Resistiendo las tormentas de la vida
En la vida todos lidiamos con el estrés; pero no todos lo hacemos de la misma manera. Y eso puede hacer de la compasión y la sanidad en un verdadero problema. ¿Qué deberíamos saber acerca del trauma y la resiliencia?
En un estrado, una mujer testifica sobre el asalto sexual que experimentara décadas atrás. Nadie cree su testimonio porque esta no puede recordar ciertos detalles, y no se le ve perturbada en lo más mínimo. No titubea acerca de la identidad del presunto atacante, mas parece confundida cuando se le presiona con respecto a la lógica de sus propias acciones en aquella noche.
Los comentarios consiguientes en las redes sociales destacaban esas aparentes inconsistencias; incluso algunos que creían en su relato decían cosas como esta: «Yo pasé por lo mismo y no tuve necesidad de hacer tanto drama por eso. ¿Y por qué está contando su historia después de tanto tiempo del hecho?»
Este tipo de cosas pasan mucho más a menudo de lo que la mayoría de nosotros nos damos cuenta, especialmente cuando el trauma tiene que ver al asalto sexual o al maltrato infantil. De haber ocurrido un asalto, ¿esperaría tanto, realmente, la víctima para acusar a quien lo perpetrara? Aun si la respuesta es afirmativa, ¿por qué sigue sufriendo, cuando otros dicen haber pasado por situaciones similares sin experimentar las mismas secuelas? ¿Hay quienes se las ingenian mejor para salir adelante sin ayuda? ¿Se han ganado por ello el derecho de esperar que todos los demás «hagan simplemente lo mismo»? Aunque se requiere resiliencia para recuperarse de una experiencia traumática, es importante responder honradamente a dos preguntas: «En mi caso, ¿de dónde provino esa resiliencia?» y «¿Ha tenido acceso —esta otra persona— a los mismos recursos que yo tuve?».
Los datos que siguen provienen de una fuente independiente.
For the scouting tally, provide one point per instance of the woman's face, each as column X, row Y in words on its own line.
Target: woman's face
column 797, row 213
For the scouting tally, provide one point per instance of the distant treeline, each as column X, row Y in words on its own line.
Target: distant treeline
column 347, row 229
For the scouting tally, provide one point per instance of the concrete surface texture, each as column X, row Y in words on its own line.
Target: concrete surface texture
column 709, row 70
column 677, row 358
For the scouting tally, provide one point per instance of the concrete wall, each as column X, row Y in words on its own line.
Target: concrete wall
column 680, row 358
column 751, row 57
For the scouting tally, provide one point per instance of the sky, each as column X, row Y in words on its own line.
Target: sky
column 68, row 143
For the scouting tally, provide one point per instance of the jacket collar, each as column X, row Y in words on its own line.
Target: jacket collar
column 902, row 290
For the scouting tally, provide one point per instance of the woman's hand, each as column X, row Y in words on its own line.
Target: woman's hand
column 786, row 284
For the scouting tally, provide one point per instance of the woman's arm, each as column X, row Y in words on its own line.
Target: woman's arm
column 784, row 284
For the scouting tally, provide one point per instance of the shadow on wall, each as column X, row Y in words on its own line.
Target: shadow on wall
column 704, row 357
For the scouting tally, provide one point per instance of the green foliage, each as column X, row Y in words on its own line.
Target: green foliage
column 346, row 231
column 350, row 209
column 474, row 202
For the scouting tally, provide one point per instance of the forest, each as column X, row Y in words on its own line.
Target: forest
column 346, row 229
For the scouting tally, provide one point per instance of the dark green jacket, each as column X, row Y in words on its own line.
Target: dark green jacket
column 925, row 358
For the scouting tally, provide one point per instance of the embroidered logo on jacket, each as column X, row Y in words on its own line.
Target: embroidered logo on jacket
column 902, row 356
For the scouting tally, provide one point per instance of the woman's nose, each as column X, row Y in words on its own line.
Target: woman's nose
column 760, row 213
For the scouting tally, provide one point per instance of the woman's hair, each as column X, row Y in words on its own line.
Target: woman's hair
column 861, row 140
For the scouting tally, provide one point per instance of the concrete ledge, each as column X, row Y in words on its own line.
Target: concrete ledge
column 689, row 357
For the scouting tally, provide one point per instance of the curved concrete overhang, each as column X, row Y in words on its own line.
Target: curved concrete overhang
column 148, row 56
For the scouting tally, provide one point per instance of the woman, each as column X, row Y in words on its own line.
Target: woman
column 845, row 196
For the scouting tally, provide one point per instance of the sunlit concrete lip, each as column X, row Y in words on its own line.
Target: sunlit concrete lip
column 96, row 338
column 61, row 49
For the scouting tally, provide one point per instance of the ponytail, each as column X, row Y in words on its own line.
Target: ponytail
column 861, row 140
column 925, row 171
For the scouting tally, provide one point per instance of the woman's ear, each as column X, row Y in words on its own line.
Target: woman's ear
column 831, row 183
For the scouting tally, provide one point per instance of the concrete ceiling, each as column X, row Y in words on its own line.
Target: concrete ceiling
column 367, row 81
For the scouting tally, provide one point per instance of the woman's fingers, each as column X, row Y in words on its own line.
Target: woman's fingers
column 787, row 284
Examinaremos algunas de esas fuentes, pero antes, reconozcamos un prejuicio inconsciente pero común, a veces llamado el predispuesto «mundo justo», sugiriendo que nuestro mundo es inherentemente justo. Quienes se esfuerzan lo suficiente se volverán mentalmente fuertes y, por lo tanto, tendrán éxito (estos seríamos nosotros). Por otro lado, los perezosos y flojos están condenados a la pobreza y/o a problemas de salud mental, porque así es como funciona la vida.
Este prejuicio natural es difícil de vencer. Sí, dadas las condiciones ideales, el esfuerzo persistente sumado a la integridad de carácter da buenos resultados. Sí, hay gente perezosa cuya situación mayormente se puede atribuir a su propia falta de esfuerzo. Sin embargo, no< es una verdad universal que quienes más se esfuerzan siempre tienen éxito y que quienes no se esfuerzan son personalmente responsables de su situación precaria.
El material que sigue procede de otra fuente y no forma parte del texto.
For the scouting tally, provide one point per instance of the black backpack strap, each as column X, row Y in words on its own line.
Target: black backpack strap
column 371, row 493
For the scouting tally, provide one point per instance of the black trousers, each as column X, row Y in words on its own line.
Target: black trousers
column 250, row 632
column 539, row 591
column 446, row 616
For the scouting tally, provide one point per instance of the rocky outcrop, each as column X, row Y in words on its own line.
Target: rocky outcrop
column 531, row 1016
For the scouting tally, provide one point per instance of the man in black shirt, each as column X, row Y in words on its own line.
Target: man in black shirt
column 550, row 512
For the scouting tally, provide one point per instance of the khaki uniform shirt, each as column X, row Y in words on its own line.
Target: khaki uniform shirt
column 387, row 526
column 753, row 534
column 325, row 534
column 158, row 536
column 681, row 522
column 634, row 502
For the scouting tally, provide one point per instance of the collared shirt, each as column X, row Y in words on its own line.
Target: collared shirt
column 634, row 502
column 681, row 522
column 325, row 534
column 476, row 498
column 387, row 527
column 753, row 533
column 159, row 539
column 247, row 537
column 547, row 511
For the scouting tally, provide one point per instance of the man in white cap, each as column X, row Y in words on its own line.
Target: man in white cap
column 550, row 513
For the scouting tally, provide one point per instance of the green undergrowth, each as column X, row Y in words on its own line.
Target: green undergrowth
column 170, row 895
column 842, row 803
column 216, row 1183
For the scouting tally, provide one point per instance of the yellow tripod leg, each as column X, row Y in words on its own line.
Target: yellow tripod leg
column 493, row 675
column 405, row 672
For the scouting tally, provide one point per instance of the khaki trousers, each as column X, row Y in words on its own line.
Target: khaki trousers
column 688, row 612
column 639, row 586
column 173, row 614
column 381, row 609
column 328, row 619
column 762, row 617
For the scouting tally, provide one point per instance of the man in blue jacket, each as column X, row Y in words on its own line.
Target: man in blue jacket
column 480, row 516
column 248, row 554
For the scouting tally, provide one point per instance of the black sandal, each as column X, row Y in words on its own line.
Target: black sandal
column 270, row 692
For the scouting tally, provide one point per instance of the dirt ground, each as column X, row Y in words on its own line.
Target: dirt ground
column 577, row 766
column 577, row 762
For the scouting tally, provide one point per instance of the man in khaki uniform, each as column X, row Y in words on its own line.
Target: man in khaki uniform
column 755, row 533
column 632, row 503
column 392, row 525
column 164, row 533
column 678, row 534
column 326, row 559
Esto es especialmente cierto en lo que respecta al estrés traumático. La habilidad de recuperarse del estrés o de un trauma se denomina resiliencia, pero no se logra con solo fuerza de voluntad. Puede que haya un sinnúmero de razones por las cuales la capacidad de resiliencia de una persona es mayor que la de otra.
Configurando la resiliencia
Nos enfocaremos en cinco factores que ayudan a configurar nuestra capacidad básica de resiliencia. Algunos se pueden adjudicar a la naturaleza y otras a la crianza.
1. Naturaleza: conexión cerebral heredada
Los genes pueden incidir en el riesgo de padecer de trastornos del estado de ánimo y de ansiedad (incluso de estrés postraumático). Cierta predisposición puede estar codificada de manera fija en nuestro ADN, pero una larga historia de estudios en animales y ahora un número creciente de estudios en humanos sugiere que también se puede transmitir por medio de marcas epigenéticas de padres o abuelos que hayan sufrido algún trauma. En particular, el trauma de una madre durante su embarazo está en relación directa con el desarrollo cerebral de su hijo.
Tal como en cualquier ámbito de la investigación, descubrir cómo exactamente funcionan estos procesos constituye una ruta paso a paso, pero puede que no todo sea malas noticias: en algunas circunstancias el efecto epigenético puede resultar protector.
«Estudios recientes muestran que realmente es posible que el miedo deje marcas epigenéticas permanentes en el ADN, marcas que uno podría transmitir a sus hijos o nietos».
2. Crianza: El medioambiente temprano y la calidad del apego
Todos nos «apegamos» o creamos lazos emocionales con seres queridos; es lo que hace el cerebro humano. Pero la calidad de ese apego varía por una serie de razones.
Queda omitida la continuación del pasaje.